In August, when we were tasked with helping UNICEF raise young people’s awareness of their mental health, we didn’t know how complex the situation was.
There are 56,000+ posts on Instagram under #MentalHealth. However, only adults appear in the comments.
We came across a bunch of memes, sarcastic content, self-deprecating humor with a huge number of comments, likes and tags of our demographics.
However, in the comments there are only a bunch of tags and a couple of smileys.
We saw that there was no real communication about what problems they were going through, but it all ended in superficial comments.
Let’s talk openly
We wanted to change the way we talk about mental health with young people in Serbia.
Young people react poorly to the messages that someone else imposes on them.
That is why we decided to take a documentary approach, where they will play the main role.
We interviewed 10 young people from different parts of Serbia who come from different cultural and social backgrounds.
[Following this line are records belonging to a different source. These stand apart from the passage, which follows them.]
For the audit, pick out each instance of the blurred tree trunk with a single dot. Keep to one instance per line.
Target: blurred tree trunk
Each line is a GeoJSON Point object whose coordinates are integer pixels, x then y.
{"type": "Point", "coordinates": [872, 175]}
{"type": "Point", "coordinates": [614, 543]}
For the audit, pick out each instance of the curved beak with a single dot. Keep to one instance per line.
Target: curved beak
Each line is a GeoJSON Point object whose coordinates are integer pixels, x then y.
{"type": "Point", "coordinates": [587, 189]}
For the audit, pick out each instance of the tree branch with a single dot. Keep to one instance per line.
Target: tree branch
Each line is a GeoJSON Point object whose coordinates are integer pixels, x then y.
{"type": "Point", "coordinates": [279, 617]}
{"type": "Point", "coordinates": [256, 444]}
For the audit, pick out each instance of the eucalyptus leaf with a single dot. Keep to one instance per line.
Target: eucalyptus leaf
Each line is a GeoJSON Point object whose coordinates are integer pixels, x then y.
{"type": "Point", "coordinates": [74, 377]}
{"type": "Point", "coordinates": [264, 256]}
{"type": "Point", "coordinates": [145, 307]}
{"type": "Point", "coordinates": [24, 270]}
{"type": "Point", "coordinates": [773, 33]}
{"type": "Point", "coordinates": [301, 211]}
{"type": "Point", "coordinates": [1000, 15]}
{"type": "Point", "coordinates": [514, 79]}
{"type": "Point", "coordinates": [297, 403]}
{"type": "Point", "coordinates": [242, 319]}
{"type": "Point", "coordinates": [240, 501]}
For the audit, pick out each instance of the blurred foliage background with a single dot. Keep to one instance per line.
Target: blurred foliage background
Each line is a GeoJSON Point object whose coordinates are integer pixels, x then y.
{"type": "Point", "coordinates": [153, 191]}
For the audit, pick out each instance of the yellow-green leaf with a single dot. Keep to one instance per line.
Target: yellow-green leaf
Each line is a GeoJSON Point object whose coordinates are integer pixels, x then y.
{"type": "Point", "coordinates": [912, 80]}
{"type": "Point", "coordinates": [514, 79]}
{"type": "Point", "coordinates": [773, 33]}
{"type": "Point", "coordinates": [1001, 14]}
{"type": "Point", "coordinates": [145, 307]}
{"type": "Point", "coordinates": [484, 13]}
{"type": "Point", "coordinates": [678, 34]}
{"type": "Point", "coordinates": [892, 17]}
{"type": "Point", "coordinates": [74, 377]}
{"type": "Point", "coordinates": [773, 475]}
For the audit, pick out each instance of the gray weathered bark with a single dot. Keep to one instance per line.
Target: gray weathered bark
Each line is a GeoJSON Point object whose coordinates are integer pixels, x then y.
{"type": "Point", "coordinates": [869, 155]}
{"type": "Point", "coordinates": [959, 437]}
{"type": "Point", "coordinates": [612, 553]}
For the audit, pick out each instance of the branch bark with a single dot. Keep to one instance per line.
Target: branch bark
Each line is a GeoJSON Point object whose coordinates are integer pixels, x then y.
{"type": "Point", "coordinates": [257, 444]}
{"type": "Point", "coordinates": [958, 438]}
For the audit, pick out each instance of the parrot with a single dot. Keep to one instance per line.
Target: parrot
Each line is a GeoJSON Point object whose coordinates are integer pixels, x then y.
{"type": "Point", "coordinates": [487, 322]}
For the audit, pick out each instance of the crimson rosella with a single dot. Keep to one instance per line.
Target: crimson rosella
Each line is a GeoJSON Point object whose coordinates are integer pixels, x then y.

We have prepared the questions, and we have given them absolute freedom to show us how things are from their perspective.
The whole campaign carried the hashtag #IzMogUgla.
We wanted to show young people that their problems are not only uniquely theirs, but that all their peers are going through similar situations.
We didn’t hire actors, we hired real people with real problems.
After the hero video was released, we used the quotes to promote the content in the form of static Instagram posts.
We asked the question, “WHAT ABOUT YOU?” to invite followers to tell us openly if they have similar problems.
We then moved the campaign to TikTok to enable young people who find it more difficult to write about their problems to show us what they are going through.
So we made a “put a finger down challenge” for this campaign.
In order to initiate this activation, we have collected influencers who have a very strong influence with our target group, and to whom the message of the campaign is important.
Influencers were not paid, but everyone supported Unicef’s activation because of the message that was close to them.
Our activation was joined by 266 young people who made their own versions of this video.
From the Unicef angle
After the campaign, we collected data from all platforms to see how many people had the opportunity to hear the message of this campaign.
On YouTube, we achieved a large number of views, which already in the first month put us in the 4th place of the Unicef Serbia profile of the most viewed videos. Currently, the video has over 120,000 views. 5 influencer videos generated over 850,000 views.
The hero video of the campaign is set as the main visual on the new svejeok.rs platform. This platform has been supported by Unicef to help young people take the most important step, which is to talk openly and inform about possible problems.
UNICEF Global was so pleased with the results of the campaign in Serbia that they decided to release a shortened version of the hero video on their Twitter and Facebook pages.
The path to a society where we all talk openly about our mental health and problems is long and unpredictable, but at least we started the first step and that is an open dialogue in person. We’ll save the memes for other topics.